What the administration did

    Ordered the Justice Department not to enforce a ban on TikTok for 75 days and to notify the app and its business partners that defying the law is no criminal offense.

What it could be violating

    Law barring TikTok from operating in the United States unless and until its Chinese owner sells it.

Foreign aid freeze

What the administration did

    Required blanket temporary freeze on most foreign aid.

What it could be violating

    The longer it lasts, blocking congressionally approved spending comes into greater tension with Impoundment Control Act.

Domestic grants freeze

What the administration did

    The Office of Management and Budget ordered agencies to carry out a blanket temporary freeze up to $3 trillion in domestic grants and other government spending.

What it could be violating

    The freeze has been temporarily blocked by two courts after plaintiffs raised challenges, including provisions in the Administrative Procedure Act and First Amendment rights.

U.S. Agency for International Development

What the administration did

    Moved to apparently dismantle the agency and fold its functions into the State Department, including by making Secretary of State Marco Rubio its acting director.

What it could be violating

    A law in which Congress created U.S.A.I.D. and structured it as a stand-alone entity.

Inspectors general

What the administration did

    Summarily fired 17 inspectors general, the watchdog officials who hunt for waste, fraud, abuse and illegality in government agencies.

What it could be violating

    A law that says presidents have to give Congress 30 days’ notice and a written “substantive rationale, including detailed and case-specific reasons” before any such removal.

National Labor Relations Board

What the administration did

    Summarily fired a Democratic member of the independent agency before her term was up, paralyzing the board by leaving it without a quorum.
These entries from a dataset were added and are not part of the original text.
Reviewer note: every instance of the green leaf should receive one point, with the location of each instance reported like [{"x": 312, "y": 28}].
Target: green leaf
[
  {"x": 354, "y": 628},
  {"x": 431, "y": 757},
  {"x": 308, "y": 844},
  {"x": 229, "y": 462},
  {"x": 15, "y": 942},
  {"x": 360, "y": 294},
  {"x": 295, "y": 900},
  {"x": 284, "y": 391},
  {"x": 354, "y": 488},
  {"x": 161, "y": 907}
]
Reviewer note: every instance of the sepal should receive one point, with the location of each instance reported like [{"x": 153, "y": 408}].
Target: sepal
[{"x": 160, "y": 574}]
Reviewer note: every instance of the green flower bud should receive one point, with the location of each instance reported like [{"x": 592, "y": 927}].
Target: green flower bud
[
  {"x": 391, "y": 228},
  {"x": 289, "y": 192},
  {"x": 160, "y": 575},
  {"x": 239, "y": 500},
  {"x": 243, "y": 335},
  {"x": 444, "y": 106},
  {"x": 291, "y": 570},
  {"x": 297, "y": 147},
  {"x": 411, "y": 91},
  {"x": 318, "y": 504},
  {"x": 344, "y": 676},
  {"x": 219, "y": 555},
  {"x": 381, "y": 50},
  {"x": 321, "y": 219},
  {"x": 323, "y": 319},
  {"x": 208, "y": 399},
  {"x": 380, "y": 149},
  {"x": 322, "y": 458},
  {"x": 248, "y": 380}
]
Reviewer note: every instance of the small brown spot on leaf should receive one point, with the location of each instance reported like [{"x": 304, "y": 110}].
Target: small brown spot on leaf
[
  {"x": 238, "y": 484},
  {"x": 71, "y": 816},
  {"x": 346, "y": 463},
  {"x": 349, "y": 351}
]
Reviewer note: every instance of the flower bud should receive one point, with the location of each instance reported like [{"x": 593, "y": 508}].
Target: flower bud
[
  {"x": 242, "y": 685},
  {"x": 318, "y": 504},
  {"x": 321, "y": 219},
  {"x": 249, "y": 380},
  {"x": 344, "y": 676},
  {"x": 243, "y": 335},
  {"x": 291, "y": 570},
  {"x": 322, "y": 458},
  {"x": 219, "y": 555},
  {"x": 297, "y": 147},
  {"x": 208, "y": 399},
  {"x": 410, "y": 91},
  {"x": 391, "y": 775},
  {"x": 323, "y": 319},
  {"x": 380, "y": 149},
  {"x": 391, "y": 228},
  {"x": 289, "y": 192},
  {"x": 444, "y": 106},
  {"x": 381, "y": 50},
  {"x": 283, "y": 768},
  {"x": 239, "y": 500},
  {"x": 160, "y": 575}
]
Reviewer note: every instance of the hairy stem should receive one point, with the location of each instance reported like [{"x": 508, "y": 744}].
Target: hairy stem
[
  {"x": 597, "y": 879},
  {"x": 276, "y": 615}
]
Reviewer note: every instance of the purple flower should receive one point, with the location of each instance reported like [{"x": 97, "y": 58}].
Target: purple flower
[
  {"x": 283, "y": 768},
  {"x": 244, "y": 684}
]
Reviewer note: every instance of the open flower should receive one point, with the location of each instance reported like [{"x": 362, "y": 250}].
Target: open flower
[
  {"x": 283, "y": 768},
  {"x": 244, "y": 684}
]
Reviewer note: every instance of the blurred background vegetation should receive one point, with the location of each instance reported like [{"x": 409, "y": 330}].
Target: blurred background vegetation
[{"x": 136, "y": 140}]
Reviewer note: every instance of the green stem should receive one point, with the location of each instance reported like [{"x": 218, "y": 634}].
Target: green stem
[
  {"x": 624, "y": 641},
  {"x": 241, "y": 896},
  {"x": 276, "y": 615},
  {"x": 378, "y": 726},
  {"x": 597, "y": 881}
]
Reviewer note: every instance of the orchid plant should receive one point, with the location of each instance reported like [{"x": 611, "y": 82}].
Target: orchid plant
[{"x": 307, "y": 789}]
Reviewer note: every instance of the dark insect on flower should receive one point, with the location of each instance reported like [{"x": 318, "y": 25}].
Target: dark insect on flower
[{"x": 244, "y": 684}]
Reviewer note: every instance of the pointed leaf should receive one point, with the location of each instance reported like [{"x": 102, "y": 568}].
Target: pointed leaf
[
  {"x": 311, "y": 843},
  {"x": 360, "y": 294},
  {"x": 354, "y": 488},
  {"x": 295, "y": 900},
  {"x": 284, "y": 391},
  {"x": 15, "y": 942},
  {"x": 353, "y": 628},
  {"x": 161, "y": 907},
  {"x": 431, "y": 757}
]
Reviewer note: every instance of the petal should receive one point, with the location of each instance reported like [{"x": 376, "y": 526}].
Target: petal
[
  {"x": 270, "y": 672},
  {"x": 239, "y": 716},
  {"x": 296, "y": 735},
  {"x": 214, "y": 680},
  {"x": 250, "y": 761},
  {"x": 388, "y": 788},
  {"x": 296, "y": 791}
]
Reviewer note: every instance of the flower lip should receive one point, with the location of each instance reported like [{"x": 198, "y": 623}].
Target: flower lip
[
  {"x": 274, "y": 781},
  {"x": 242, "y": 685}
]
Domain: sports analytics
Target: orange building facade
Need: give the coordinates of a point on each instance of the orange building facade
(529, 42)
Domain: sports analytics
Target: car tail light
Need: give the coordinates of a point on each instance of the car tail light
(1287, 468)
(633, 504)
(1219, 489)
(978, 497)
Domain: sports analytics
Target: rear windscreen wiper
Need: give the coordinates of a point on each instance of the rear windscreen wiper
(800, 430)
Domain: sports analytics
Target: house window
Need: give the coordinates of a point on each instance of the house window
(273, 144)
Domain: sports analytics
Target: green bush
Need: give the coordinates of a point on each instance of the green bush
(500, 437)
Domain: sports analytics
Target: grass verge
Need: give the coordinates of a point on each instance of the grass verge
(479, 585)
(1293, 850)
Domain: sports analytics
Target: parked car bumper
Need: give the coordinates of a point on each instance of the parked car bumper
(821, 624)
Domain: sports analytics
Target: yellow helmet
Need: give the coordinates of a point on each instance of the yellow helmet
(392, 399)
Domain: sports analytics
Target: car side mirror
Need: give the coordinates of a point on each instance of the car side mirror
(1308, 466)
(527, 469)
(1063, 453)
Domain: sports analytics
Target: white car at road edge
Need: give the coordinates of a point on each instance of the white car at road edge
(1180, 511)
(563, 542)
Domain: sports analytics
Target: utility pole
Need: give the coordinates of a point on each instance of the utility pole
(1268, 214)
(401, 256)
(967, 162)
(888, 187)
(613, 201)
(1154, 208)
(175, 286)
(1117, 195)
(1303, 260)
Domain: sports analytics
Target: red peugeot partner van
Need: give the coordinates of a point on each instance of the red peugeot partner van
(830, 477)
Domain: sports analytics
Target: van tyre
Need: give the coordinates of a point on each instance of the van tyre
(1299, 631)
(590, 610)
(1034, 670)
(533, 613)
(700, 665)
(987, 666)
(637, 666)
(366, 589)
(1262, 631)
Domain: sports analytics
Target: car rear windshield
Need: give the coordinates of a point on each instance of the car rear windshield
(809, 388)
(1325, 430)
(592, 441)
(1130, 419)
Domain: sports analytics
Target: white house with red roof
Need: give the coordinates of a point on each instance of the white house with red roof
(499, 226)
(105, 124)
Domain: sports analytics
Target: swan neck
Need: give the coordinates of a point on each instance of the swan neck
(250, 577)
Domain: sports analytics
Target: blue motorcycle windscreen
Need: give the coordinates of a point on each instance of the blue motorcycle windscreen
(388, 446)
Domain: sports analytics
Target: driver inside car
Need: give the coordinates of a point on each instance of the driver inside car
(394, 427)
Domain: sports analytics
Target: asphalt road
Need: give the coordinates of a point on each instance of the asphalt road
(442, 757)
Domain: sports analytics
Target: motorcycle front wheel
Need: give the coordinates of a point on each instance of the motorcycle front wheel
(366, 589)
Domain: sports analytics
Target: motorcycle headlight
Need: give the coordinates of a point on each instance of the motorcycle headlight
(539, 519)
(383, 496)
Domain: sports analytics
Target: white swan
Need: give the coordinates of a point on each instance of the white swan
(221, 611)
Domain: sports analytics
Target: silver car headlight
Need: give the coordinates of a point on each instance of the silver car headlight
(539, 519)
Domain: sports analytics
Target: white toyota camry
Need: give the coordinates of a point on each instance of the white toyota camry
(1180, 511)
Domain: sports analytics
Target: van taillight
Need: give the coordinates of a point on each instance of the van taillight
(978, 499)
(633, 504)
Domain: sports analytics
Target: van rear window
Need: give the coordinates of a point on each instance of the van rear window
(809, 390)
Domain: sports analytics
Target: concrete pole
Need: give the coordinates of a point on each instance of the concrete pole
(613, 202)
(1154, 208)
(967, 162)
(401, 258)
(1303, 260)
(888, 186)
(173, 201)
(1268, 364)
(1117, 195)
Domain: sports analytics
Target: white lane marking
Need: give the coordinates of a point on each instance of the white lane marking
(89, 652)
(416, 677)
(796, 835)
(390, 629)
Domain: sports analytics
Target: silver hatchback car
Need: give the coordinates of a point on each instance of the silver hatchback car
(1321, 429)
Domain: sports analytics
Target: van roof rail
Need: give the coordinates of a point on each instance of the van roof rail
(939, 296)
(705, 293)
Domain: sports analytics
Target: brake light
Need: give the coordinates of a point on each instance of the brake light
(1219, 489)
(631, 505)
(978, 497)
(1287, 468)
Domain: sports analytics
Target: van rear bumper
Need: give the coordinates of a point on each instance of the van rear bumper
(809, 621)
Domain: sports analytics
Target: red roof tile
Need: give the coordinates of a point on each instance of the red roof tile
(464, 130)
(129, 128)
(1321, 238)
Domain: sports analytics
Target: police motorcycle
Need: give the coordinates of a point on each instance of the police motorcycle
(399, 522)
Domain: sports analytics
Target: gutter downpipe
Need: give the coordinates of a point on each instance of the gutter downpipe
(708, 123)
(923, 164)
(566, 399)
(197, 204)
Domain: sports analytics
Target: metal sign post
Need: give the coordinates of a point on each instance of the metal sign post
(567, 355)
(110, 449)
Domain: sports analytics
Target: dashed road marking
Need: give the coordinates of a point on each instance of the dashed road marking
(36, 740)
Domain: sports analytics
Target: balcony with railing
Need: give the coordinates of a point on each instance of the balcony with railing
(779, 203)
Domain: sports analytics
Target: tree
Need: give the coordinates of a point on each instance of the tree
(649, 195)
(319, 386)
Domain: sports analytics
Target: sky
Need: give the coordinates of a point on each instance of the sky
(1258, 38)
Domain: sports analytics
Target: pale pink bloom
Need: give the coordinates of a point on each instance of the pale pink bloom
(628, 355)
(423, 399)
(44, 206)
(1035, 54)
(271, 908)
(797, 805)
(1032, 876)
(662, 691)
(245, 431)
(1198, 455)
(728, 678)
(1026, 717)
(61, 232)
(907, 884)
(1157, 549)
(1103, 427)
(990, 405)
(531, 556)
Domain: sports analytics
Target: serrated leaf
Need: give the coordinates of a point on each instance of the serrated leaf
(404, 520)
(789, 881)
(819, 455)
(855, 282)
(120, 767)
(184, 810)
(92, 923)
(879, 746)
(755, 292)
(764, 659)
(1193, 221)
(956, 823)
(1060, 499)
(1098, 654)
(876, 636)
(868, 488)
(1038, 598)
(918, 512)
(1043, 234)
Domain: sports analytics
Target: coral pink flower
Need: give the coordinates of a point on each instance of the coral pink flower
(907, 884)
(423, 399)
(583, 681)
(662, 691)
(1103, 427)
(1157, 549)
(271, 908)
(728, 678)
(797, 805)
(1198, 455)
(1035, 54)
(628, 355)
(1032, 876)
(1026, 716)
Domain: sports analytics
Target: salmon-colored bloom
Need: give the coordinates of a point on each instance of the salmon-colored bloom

What it could be violating

    A law that says presidents may only remove board members “upon notice and hearing, for neglect of duty or malfeasance in office, but for no other cause.”

Federal prosecutors

What the administration did

    Summarily fired prosecutors involved in the cases against President Trump or the Jan. 6 rioters.

What it could be violating

    Civil service job protections against arbitrarily firing federal workers without a good cause and without hearings before the Merit System Protection Board.

Birthright citizenship

What the administration did

    Declared that the Constitution’s 14th Amendment will no longer be interpreted as granting citizenship to babies born on U.S. soil to undocumented parents or other visitors and instructed agencies not to issue citizenship-affirming documents, like Social Security cards, to such infants.

What it could be violating

    The longstanding understanding that the 14th Amendment does grant citizenship to such infants; a federal judge has barred agencies from obeying this order for now.